Cloud-based services are notorious for being closed-systems. Thankfully, Google Cloud delivers enough flexibility with a web-based management console, programming interfaces, and a handy command-line toolset to interact with all of its services, including BigQuery. For instance, those new to BigQuery will likely appreciate Cloud Console, which provides a friendly, streamlined UI for performing and organizing queries and loading and exporting data in a variety of formats, including JSON.
Warehouse engines are becoming the standard for housing most companies' data. The leading use cases warehouses optimize are the performance of analytical queries and managing high volumes of data. In many cases, there is no need to export data from the warehouse. However, some circumstances require real-time access to data and transactional support, such as with an eCommerce site, or an online booking system for an airline. In these cases, a transactional database is a better solution.
Fortunately, for companies that use Google's BigQuery, there are a variety of ways to export data (in different formats; including JSON), and export the schemas for other systems and services as well. In this article, we will explore three common methods for working with BigQuery and exporting JSON.
Data Export Options
Method 1: Cloud Console
In the Google Cloud Console, within every table detail view, there is an "Export" button that provides a means to export data to a Google Cloud Storage bucket in CSV, JSON, or Apache Avro formats.
Step 1: Expand a project and dataset to list the schemas.
Step 2: Click on a table to view its details.
Step 3: Click on "Export."
The main limitation of exporting data through the Cloud Console is that it's only possible to export the schema and data together rather than separately. Also, exporting to GCS means potentially setting up a storage container space in advance, which doesn't require a lot of effort, but does add an extra step or two.
Method 2: Use a Client Library (i.e., C#, Go, Java, Python, PHP)
The Cloud Console is great for consuming existing data; however, beyond fundamental transformations, most popular programming languages can also talk to BigQuery. Many client libraries for popular programming languages are available and officially supported by Google, such as C#, Go, Java, and Python, enabling programmatic data access to datasets hosted on BigQuery.
Example: Python + Pandas + BigQuery
One popular method favored by Python-based data professionals is with Pandas and the Google Cloud Library.
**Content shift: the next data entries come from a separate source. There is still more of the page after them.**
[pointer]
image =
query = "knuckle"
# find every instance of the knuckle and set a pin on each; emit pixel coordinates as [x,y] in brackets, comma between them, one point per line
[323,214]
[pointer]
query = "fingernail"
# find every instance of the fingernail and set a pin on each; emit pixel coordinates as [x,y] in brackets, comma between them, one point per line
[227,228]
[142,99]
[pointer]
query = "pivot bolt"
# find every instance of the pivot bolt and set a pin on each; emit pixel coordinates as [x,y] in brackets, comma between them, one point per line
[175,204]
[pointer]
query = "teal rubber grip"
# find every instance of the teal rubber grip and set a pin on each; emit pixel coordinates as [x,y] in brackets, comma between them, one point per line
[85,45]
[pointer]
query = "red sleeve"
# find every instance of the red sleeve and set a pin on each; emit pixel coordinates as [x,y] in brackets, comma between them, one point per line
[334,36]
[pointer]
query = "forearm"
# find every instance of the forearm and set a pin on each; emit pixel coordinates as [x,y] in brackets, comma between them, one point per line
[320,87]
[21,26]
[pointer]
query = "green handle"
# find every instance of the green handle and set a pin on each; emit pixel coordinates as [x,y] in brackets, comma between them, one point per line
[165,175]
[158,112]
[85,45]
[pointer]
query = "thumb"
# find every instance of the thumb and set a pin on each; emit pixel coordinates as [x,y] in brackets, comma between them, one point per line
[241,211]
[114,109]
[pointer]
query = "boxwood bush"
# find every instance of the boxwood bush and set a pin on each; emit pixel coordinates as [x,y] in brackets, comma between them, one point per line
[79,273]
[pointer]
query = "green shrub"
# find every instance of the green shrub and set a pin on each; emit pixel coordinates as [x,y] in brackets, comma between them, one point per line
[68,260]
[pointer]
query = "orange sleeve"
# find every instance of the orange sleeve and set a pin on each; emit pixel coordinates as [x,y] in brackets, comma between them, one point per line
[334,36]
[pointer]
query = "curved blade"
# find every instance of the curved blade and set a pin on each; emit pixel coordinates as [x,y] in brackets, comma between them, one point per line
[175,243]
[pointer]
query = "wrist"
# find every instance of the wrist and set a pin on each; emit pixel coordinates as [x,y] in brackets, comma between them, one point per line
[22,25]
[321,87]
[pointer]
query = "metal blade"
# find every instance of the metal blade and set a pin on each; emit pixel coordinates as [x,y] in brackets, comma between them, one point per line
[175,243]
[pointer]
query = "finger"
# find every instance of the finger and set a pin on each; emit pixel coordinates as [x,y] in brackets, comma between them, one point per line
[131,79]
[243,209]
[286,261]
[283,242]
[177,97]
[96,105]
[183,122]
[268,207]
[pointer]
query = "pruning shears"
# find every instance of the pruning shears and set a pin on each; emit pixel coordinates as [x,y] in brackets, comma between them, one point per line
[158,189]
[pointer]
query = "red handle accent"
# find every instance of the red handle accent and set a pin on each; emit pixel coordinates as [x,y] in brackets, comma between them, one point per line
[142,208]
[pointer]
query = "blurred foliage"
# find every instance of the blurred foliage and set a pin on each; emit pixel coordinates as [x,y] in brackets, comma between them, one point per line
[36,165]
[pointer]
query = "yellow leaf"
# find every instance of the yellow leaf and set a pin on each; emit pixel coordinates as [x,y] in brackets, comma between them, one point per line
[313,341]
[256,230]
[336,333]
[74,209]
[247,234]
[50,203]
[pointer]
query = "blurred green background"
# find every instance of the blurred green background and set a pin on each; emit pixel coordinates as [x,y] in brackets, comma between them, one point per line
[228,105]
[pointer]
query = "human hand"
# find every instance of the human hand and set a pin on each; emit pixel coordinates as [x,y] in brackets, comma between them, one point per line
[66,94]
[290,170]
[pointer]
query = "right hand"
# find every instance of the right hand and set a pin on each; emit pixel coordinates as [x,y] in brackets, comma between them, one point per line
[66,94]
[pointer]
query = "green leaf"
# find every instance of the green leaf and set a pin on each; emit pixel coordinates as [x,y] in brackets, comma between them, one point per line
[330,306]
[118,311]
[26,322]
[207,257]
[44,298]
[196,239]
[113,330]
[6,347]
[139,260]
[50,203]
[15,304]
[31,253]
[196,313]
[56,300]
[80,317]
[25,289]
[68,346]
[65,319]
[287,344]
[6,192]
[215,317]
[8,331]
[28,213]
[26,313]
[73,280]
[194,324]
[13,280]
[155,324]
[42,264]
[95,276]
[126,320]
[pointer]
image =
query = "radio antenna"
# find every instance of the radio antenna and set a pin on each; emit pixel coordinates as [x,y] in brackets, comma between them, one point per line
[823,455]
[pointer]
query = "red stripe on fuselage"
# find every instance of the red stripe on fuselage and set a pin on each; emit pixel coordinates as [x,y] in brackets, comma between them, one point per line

To get started with this method, installing the Google Cloud Library with the Pandas option will install both libraries into an environment using the pip package manager:
pip install --upgrade google-cloud-bigquery[pandas]
Then, to retrieve the result of an SQL query from BigQuery, as a Pandas DataFrame, the API is relatively straightforward to implement:
from google.cloud import bigquery
client = bigquery.Client()
SELECT name, SUM(number) as count
FROM`bigquery-public-data.usa_names.usa_1910_current
GROUP BY name
ORDER BY count DESC
LIMIT 10
df = client.query(sql).to_dataframe()
df
becomes a DataFrame object:
**`name count`**
0 James 5015584
1 John 4885284
2 Robert 4749154
3 Michael 4366524
4 William 3901134
5 Mary 3750838
6 David 3605910
7 Richard 2544867
8 Joseph 2528437
9 Charles 2280600
Using the Pandas library with a DataFrame type object also means being able to export the query to a variety of formats, including JSON:
df.to_json()
Result:
'{"name":{"0":"James","1":"John","2":"Robert","3":"Michael","4":"William","5":"Mary","6":"David","7":"Richard","8":"Joseph","9":"Charles"},"count":{"0":5015584,"1":4885284,"2":4749154,"3":4366524,"4":3901134,"5":3750838,"6":3605910,"7":2544867,"8":2528437,"9":2280600}}'
Outputting a result as JSON is very handy, but lacks schema information. A lesser-known Pandas function called build_table_schema() exists and is the perfect solution for viewing schema information separate from data. To get schema information from a Pandas DataFrame, you simply need to import this method and pass a DataFrame to it.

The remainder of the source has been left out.